Ini adalah kali pertama saya ke area Istana Negara. Mobil kami merapat, kaca kami buka. Satpam mengarahkan kami untuk maju dan kekiri.
Kiri yang mana? itu yang kami tidak tau. Akhirnya karena tidak paham tentang maksud “kiri”-nya, kami malah bablas dan parkir.
Dari kejauhan, satpam itu berteriak “Bapak itu suruh lapor malah bablas”. Nadanya kurang menyenangkan. Apa boleh tamu di bentak-bentak? Mungkin kami bukan tamu, karena kami bawa undangan. Adanya kan tamu tak diundang. Bukan, tamu bawa undangan.
Proses menyalahkan kami masih berlanjut saat kami mendekat ke Pos Pelaporan. Kata satpamnya, “Sampean itu lho, disuruh lapor malah bablas”.
Saya langsung jabat tangannya dengan kedua tangan saya. Saya sungkem, menundukkan badan. Saya berkata dengan halus dan perlahan, “Maaf ya pak, mohon maafkan saya”.
Satpam itu bingung. Ini bukan idul fitri, tapi ada yang maaf-maafan.
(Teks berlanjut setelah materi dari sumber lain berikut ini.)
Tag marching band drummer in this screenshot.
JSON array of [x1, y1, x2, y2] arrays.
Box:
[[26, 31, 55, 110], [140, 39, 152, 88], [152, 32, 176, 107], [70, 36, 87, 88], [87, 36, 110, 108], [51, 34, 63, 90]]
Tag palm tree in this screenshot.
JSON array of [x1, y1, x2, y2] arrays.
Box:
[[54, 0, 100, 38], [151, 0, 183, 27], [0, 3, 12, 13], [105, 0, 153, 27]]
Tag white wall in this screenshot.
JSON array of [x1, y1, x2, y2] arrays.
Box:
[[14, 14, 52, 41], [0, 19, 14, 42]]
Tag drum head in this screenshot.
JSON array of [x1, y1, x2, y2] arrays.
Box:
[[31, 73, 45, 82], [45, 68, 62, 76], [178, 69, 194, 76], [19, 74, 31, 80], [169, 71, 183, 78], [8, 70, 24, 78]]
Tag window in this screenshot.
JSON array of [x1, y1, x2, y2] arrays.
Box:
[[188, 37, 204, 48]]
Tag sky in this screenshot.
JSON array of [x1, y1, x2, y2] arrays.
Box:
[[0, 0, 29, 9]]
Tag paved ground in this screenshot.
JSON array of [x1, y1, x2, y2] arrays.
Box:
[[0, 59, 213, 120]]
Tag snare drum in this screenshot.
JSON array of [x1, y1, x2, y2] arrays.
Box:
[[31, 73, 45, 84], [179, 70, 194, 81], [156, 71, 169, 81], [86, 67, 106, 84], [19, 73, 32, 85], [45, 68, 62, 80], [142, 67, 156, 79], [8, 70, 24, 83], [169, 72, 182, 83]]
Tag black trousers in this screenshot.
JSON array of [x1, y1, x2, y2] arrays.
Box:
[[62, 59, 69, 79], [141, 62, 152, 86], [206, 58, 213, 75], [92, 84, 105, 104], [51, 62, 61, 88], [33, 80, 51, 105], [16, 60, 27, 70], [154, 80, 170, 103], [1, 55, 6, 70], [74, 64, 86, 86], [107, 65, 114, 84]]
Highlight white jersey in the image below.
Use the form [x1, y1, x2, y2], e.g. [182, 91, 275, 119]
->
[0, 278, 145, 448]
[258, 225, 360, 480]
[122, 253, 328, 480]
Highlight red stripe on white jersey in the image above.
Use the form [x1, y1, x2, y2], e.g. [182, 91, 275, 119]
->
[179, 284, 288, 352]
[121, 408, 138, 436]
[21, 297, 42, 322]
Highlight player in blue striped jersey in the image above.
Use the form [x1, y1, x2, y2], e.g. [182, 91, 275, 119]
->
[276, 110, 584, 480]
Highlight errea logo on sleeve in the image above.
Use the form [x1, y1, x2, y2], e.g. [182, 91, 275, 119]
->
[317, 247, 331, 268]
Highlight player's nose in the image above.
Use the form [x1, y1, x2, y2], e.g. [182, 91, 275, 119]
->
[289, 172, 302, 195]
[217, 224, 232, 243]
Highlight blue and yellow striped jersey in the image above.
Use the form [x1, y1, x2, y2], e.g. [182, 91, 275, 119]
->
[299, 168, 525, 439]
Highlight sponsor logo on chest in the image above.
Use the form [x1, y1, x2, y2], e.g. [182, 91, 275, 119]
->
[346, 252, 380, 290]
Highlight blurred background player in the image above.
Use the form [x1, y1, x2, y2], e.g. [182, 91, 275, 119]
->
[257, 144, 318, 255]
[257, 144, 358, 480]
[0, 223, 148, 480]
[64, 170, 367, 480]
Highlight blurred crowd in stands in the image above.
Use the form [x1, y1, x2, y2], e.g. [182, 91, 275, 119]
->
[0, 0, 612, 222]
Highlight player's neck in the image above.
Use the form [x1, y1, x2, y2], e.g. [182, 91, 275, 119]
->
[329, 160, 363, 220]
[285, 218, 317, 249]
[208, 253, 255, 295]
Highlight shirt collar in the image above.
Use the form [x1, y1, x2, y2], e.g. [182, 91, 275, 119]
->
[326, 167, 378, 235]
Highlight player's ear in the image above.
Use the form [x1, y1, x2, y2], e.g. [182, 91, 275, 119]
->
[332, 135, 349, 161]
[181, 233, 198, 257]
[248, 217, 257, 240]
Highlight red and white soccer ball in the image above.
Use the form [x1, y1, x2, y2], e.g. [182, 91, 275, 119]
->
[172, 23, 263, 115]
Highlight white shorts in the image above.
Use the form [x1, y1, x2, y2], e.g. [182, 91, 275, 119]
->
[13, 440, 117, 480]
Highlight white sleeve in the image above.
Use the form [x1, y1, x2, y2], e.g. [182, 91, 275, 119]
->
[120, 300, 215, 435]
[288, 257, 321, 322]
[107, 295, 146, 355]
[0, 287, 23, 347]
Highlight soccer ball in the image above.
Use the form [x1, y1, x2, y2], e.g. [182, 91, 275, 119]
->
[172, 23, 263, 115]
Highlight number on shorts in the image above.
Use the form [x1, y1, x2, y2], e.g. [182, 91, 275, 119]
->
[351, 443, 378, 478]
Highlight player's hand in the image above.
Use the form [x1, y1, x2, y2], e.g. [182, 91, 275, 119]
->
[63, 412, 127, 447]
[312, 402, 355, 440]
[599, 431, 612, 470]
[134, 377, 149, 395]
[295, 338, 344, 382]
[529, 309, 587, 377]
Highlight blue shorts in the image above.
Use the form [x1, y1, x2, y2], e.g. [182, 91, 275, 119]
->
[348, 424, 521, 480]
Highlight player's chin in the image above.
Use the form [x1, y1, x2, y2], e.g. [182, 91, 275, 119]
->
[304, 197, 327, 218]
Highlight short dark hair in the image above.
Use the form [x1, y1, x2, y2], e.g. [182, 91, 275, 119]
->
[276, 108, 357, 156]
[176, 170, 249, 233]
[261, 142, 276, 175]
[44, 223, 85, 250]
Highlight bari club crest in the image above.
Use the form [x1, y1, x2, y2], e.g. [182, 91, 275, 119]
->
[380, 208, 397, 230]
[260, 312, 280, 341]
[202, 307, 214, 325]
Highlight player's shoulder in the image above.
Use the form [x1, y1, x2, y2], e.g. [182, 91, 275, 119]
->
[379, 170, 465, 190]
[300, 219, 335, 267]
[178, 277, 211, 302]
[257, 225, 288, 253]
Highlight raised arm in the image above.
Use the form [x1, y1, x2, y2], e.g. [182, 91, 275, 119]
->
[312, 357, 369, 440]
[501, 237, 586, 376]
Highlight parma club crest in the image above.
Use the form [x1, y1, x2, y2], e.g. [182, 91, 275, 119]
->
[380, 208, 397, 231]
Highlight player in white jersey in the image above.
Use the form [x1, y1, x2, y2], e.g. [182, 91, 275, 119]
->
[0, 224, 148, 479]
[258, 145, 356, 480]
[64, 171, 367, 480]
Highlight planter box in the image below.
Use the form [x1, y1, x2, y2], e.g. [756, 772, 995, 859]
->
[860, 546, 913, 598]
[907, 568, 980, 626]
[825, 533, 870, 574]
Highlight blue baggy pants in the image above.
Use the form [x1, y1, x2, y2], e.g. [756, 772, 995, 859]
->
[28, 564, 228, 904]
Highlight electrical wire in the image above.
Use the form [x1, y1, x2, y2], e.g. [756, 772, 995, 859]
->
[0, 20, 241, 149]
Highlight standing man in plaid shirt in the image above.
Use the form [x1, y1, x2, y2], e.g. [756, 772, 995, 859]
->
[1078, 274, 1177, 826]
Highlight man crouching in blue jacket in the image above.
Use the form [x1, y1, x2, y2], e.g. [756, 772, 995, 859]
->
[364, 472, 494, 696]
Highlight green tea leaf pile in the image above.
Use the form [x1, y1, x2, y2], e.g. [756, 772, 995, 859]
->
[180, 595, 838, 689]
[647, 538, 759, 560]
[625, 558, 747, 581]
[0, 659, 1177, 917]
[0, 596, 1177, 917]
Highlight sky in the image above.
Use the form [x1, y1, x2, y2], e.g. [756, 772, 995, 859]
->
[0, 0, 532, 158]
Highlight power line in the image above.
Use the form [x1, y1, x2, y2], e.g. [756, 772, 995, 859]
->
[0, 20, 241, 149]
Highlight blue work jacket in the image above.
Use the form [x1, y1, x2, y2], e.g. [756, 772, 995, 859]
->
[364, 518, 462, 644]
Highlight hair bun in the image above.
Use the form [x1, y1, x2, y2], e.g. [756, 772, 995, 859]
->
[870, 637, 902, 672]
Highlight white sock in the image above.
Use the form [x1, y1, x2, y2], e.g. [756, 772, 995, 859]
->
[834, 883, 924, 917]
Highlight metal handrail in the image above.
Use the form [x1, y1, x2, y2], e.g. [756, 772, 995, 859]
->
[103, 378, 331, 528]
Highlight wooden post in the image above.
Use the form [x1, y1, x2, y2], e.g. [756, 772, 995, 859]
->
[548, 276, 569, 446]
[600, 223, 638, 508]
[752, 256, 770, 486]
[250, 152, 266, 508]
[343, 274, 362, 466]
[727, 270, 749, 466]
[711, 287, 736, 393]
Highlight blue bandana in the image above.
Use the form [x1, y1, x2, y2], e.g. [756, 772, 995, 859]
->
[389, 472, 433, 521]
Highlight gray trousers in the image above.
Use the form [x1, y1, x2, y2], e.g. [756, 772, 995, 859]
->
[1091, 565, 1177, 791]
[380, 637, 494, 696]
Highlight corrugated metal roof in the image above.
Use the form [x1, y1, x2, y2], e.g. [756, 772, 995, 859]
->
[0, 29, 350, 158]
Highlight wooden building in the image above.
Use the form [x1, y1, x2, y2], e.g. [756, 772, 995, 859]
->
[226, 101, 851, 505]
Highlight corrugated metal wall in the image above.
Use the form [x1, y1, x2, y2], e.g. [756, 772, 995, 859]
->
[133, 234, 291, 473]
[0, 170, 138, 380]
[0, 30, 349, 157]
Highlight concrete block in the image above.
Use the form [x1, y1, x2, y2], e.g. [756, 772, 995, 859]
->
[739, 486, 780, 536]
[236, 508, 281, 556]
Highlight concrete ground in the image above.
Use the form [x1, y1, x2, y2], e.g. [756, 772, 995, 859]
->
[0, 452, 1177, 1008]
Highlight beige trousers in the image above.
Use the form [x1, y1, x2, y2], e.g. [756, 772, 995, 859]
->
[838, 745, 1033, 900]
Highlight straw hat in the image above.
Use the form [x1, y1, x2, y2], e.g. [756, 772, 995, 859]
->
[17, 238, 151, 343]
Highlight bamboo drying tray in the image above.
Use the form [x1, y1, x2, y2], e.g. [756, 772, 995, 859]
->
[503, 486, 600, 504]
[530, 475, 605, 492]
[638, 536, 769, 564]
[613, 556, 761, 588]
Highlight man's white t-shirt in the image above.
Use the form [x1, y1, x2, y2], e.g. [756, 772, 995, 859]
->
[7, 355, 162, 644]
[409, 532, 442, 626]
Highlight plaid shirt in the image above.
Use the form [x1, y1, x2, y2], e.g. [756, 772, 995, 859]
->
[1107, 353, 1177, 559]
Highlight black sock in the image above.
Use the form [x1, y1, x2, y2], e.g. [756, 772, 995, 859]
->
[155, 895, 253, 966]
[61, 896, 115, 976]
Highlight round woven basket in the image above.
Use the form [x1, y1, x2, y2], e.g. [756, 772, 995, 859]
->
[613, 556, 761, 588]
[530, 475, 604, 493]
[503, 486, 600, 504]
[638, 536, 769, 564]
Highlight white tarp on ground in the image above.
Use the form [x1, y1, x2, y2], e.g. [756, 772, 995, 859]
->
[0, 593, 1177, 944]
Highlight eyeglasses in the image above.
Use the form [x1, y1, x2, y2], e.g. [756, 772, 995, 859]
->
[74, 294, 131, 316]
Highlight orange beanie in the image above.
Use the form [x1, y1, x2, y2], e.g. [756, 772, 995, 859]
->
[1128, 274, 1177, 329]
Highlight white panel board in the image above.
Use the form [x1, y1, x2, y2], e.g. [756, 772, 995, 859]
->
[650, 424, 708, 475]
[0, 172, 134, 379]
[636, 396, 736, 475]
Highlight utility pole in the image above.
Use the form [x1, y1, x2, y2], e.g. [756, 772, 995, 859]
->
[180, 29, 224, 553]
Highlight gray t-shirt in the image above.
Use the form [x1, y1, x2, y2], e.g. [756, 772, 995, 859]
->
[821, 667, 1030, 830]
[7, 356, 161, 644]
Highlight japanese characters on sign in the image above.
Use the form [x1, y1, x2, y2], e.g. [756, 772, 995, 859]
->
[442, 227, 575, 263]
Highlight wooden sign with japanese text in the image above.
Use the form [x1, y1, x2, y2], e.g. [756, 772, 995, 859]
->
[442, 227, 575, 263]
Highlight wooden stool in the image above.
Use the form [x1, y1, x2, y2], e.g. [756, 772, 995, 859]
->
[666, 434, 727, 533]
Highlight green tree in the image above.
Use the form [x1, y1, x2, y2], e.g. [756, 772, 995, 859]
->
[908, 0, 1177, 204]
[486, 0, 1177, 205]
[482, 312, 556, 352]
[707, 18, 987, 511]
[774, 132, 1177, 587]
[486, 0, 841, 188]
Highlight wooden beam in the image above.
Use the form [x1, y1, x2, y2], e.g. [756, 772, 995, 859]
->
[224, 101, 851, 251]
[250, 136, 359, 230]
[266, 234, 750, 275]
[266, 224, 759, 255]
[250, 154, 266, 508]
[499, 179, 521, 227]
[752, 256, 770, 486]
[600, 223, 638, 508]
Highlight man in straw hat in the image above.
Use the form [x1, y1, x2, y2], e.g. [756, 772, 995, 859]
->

Satpam itu pergi, melanjutkan urusannya. Saya melanjutkan urusan saya, memasukan surat ke dropbox karena tidak boleh masuk ke gedung untuk mengantarkan surat. Alhamdulillah, gaperlu antigen hehe.
Amarah itu api. Disiram air ia mati. Maaf adalah air. Sungkem adalah air bah, banjir yang merendam kemarahan. Camkan, untuk diriku sendiri.